La Grande Désintégration
" La papyrolyse ne ruina pas seulement la vie économique. Ce n'est pas sans raison que l'on nomme cette période l'âge de la papyrocratie. Le papyr réglait et coordonnait toutes les activités sociales de l'homme ; il fixait en outre le sort des individus par un processus qu'il nous est difficile de comprendre (ce qu'on appelle les "papyrs d'identité"). " S'en suivirent plusieurs siècles de chaos avant qu'advienne le règne de la " cyberconomie globale ".
Stanislas Lem écrit à une époque où l'informatique est encore dans sa préhistoire, ce dont témoigne son texte : " Certes, les premières mémoires mécaniques avaient déjà fait leur apparition, mais c'étaient d'énormes machines d'un maniement délicat, ne servant qu'à effectuer un petit nombre de tâches spécialisées. On les appelait les "cerveaux électroniques". " Mais il pressent que l'avenir du stockage et du traitement de l'information est là.
Comment penser la transition ? L'auteur polonais l'imagine sur le mode de la catastrophe (une destruction brutale du papier suivi d'un chaos civilisationnel). Cette transition, nous avons la chance insigne de la vivre en direct... et en douceur. En douceur, vraiment ? N'est-ce pas plutôt un gant de fer dans une main de velours ?
" La révolution numérique bouleverse l'accès à l'information, au savoir, à la culture. L'utilisateur du réseau Internet le constate quotidiennement. Mais cette révolution ne touche pas seulement à l'accès à l'information ; elle concerne aussi sa production et sa conservation. On pressentait depuis vingt ans que sa portée économique et culturelle serait comparable à celle de l'invention de l'imprimerie. C'est aujourd'hui une certitude. "
Ces premières phrase d'un rapport de François Stasse(2), ancien directeur général de la BnF, au ministre de la Culture et de la communication, plantent on ne peut mieux le décor.
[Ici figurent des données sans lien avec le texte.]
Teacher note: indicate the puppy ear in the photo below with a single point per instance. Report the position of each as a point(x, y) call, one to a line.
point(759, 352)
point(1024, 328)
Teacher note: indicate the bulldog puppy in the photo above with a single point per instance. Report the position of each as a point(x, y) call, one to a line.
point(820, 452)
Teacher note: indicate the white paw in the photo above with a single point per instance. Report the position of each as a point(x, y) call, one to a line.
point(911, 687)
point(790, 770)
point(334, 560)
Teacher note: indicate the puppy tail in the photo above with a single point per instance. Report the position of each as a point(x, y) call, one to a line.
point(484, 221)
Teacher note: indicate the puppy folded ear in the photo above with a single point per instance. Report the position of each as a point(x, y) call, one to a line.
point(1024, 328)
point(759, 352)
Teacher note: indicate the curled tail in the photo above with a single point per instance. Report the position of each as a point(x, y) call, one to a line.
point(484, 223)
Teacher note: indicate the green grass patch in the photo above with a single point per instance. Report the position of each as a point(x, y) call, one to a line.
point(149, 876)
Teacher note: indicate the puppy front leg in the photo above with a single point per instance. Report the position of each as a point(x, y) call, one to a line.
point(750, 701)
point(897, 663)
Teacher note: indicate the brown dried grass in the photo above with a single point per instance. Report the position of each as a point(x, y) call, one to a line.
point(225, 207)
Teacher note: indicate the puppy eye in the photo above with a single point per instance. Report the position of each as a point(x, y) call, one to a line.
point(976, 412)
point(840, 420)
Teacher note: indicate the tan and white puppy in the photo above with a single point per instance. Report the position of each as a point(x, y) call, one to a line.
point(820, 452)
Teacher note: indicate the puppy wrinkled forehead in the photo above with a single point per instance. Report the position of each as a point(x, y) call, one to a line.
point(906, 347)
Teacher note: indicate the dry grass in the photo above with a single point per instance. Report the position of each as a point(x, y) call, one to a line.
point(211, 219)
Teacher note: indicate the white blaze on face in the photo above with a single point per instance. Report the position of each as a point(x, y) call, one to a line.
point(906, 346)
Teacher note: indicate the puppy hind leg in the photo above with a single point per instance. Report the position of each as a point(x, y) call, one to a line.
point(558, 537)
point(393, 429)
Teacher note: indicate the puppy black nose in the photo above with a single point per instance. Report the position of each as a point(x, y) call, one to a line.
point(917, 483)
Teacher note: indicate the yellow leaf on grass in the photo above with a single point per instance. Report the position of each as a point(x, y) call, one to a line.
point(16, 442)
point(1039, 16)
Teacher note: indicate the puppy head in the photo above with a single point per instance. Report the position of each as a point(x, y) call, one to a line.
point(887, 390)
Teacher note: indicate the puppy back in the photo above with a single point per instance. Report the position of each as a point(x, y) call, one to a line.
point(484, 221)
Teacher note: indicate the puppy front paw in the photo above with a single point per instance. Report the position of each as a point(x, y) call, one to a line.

Nous passons, écrit-il, du " paradigme de Gutenberg qui englobe l'univers du texte imprimé " à une " promesse culturelle et démocratique de la révolution numérique [qui] tient en ce que l'œuvre vient au lecteur sans que celui-ci doive se déplacer physiquement. "
Pour lire heureux lisons couché
Que devient le papier dans cette aventure ? Tout le malentendu vient de ce que l'on prend la partie pour le tout. Internet n'est pas seulement un système mondial de visionnement, et l'écran-clavier-souris n'est pas qu'un appareil de lecture.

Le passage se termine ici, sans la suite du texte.